Untamed: Review of Doyle’s Instructional Memoir of Women Living Uncontrolled
Untamed by Glennon Doyle is a New York Times bestseller. This book is recommended by Oprah and Reese Witherspoon along with most of the famous faces you’d see through the media. So I picked up the book from the library to see what all the fuss was about.
Doyle came on the scene as a popular Christian blogger as a wife and mother. But in the first chapter of the book, she’s talking about her husband’s infidelity, and while in counseling after she confesses she falls in love with a woman. “Four years ago, married to the father of my three children, I fell in love with a woman.” That’s the first sentence of chapter one. The story doesn’t begin in this redemptive narrative, it begins in a situation of sin.
The Only Freedom We Need is God’s, Not Our Own
Doyle gets to the point of using the analogy of a cheetah at the zoo and feeling caged as how women are living in the world today. We’re not women who are free to live life but we’ve fallen into this false narrative and are forced to live caged. In some ways, she’s correct. We really are wild. We’re made with hearts that love sin more than God.
“When women lose themselves, the world loses its way. We do not need more selfless women. What we need right now is more women who have detoxed themselves so completely from the world’s expectations that they are full of nothing but themselves. What we need are women who are full of themselves. A woman who is full of herself knows and trusts herself enough to say and do what must be done. She lets the rest burn.”
I’m not sure if we’ve realized this yet, but the world is lost. Crack open your Bible and you see how just after the beginning of time, Satan slithers in and causes a woman to question what she heard. “Did God actually say?” Genesis 3:1 shows how easily we can fall for something twisted. Doyle also uses Eve as an example in the book saying that maybe we’re supposed to be like her. “Maybe Eve was never meant to be our warning. Maybe she was meant to be our model. Own your wanting. Eat the apple.”
The first flaw…scripture says fruit, it never says apple. That’s not nitpicking, that’s factual. Secondly, if you truly look to the Bible, there are clear instructions that the model we need is Christ. Every other person in the Bible is a fallen human also. Sure we can learn from their mistakes and successes, but our model is Jesus Christ.
Doyle isn’t incorrect in saying that we need to detox ourselves from the world’s expectations. We should, but we shouldn’t then fill ourselves up with ourselves. That’s what the world tells us to do. We should empty ourselves so much and only allow God to fill us up.
Motherhood is Sanctification, Not Suffering
“Mothers have martyred themselves in their children’s names since the beginning of time. We have lived as if she who disappears the most, loves the most. We have been conditioned to prove our love by slowly ceasing to exist. What a terrible burden for children to bear—to know that they are the reason their mother stopped living. What a terrible burden for our daughters to bear—to know that if they choose to become mothers, this will be their fate, too. Because if we show them that being a martyr is the highest form of love, that is what they will become. They will feel obligated to love as well as their mothers loved, after all. They will believe they have permission to live only as fully as their mothers allowed themselves to live. If we keep passing down the legacy of martyrdom to our daughters, with whom does it end? Which woman ever gets to live? And when does the death sentence begin? At the wedding altar? In the delivery room? Whose delivery room—our children’s or our own? When we call martyrdom love we teach our children that when love begins, life ends. This is why Jung suggested: There is no greater burden on a child than the unlived life of a parent.”

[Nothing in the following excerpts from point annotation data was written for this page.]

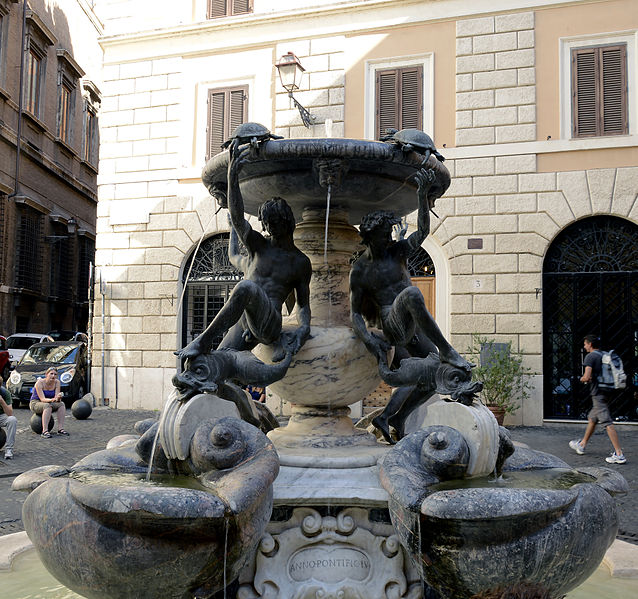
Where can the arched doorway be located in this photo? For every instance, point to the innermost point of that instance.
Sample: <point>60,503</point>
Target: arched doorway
<point>590,285</point>
<point>210,281</point>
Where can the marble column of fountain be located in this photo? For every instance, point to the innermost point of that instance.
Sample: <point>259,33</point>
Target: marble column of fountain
<point>321,508</point>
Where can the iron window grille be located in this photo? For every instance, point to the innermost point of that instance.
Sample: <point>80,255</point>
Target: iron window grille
<point>590,285</point>
<point>61,265</point>
<point>210,282</point>
<point>86,258</point>
<point>29,250</point>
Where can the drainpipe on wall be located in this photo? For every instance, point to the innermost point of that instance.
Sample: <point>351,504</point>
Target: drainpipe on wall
<point>16,185</point>
<point>89,330</point>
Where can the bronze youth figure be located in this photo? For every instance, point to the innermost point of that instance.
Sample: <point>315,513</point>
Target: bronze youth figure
<point>273,268</point>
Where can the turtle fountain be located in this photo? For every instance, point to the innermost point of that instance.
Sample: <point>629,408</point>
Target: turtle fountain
<point>320,507</point>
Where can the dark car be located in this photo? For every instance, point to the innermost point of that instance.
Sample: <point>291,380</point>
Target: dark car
<point>4,358</point>
<point>69,358</point>
<point>64,335</point>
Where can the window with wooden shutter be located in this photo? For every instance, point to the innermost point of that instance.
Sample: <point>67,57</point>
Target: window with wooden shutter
<point>226,8</point>
<point>226,110</point>
<point>599,91</point>
<point>399,99</point>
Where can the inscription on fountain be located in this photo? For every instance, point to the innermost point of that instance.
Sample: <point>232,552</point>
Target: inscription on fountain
<point>329,564</point>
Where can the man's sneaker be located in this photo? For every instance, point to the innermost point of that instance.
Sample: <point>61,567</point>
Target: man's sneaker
<point>577,447</point>
<point>614,458</point>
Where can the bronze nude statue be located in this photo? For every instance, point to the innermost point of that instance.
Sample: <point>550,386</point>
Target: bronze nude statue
<point>382,295</point>
<point>273,267</point>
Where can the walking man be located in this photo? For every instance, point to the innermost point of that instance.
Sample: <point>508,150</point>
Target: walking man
<point>7,420</point>
<point>600,410</point>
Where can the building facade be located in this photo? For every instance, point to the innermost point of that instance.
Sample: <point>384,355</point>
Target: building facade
<point>48,162</point>
<point>533,104</point>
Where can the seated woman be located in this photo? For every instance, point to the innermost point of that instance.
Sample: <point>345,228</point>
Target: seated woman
<point>46,397</point>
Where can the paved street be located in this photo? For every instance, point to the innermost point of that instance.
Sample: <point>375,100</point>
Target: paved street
<point>92,434</point>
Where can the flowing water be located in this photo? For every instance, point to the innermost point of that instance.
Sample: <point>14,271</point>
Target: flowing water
<point>325,233</point>
<point>225,553</point>
<point>152,460</point>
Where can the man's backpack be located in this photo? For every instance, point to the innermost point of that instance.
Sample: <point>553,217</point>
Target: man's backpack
<point>612,376</point>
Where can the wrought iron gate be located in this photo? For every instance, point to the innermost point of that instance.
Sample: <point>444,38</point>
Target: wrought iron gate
<point>590,285</point>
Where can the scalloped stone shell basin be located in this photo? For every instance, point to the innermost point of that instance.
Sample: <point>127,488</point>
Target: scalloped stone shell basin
<point>106,534</point>
<point>364,175</point>
<point>28,579</point>
<point>544,523</point>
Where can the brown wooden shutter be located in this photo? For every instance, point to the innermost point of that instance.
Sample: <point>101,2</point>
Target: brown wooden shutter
<point>216,118</point>
<point>399,99</point>
<point>241,6</point>
<point>217,8</point>
<point>226,110</point>
<point>387,101</point>
<point>599,90</point>
<point>224,8</point>
<point>614,90</point>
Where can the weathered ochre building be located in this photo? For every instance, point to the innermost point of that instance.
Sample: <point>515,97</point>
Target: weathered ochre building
<point>48,189</point>
<point>534,105</point>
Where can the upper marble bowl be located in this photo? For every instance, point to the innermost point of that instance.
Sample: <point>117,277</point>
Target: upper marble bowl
<point>363,175</point>
<point>468,540</point>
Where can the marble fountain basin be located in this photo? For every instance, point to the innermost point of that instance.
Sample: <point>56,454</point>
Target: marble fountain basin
<point>363,175</point>
<point>468,536</point>
<point>105,538</point>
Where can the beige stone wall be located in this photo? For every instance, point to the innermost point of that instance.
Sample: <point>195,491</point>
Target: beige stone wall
<point>495,80</point>
<point>512,188</point>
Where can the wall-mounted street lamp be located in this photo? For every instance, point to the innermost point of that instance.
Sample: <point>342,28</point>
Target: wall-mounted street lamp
<point>290,73</point>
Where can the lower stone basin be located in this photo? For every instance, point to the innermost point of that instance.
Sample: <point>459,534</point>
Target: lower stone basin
<point>111,536</point>
<point>468,536</point>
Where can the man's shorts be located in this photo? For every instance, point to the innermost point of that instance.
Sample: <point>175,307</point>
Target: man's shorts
<point>37,407</point>
<point>600,411</point>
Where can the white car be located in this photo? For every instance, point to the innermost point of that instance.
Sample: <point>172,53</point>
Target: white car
<point>19,343</point>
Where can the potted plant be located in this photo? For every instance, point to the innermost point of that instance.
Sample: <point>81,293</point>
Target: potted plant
<point>505,379</point>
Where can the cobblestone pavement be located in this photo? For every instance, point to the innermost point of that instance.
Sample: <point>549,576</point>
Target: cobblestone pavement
<point>93,434</point>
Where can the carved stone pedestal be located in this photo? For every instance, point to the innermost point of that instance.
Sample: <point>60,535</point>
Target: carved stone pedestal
<point>329,552</point>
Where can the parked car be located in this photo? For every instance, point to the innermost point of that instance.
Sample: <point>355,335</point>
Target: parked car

Some would call this toxic mommy culture. This is the worst potential view of motherhood, in my opinion. God entrusted two beautiful boys to my husband and me. They aren’t mine, they are His. And it is a gift to me to steward them in a manner that brings God the most glory. Christ died for me and you can bet that I would die for my children. If I show my children that being a martyr, like Christ, is what I find acceptable…this will be their fate? That they might love so much they would die for another? That is the biblical definition of love. You cannot go through life without hearing someone quote John 3:16, “For God so loved the world, that he gave his only Son, that whoever believes in him should not perish but have eternal life.” The problem is that we cannot blame our children for our lives. That is a burden our children shouldn’t live with. We should be parents that are living in God’s freedom, reflecting Christ, and displaying the Spirit as we love our children well.
Untamed is Unbiblical
I could break each chapter down, but I won’t do that since there are 67 chapters of her promoting herself over and over again. I’m not kidding when I say the book is 333 pages and most of it is just self-promotion. When she’s not celebrating herself, she’s finding it necessary to celebrate sin and twist scripture to fit her narrative. There’s no way to believe and celebrate what she claims while also holding to scripture. It’s impossible to reconcile the two.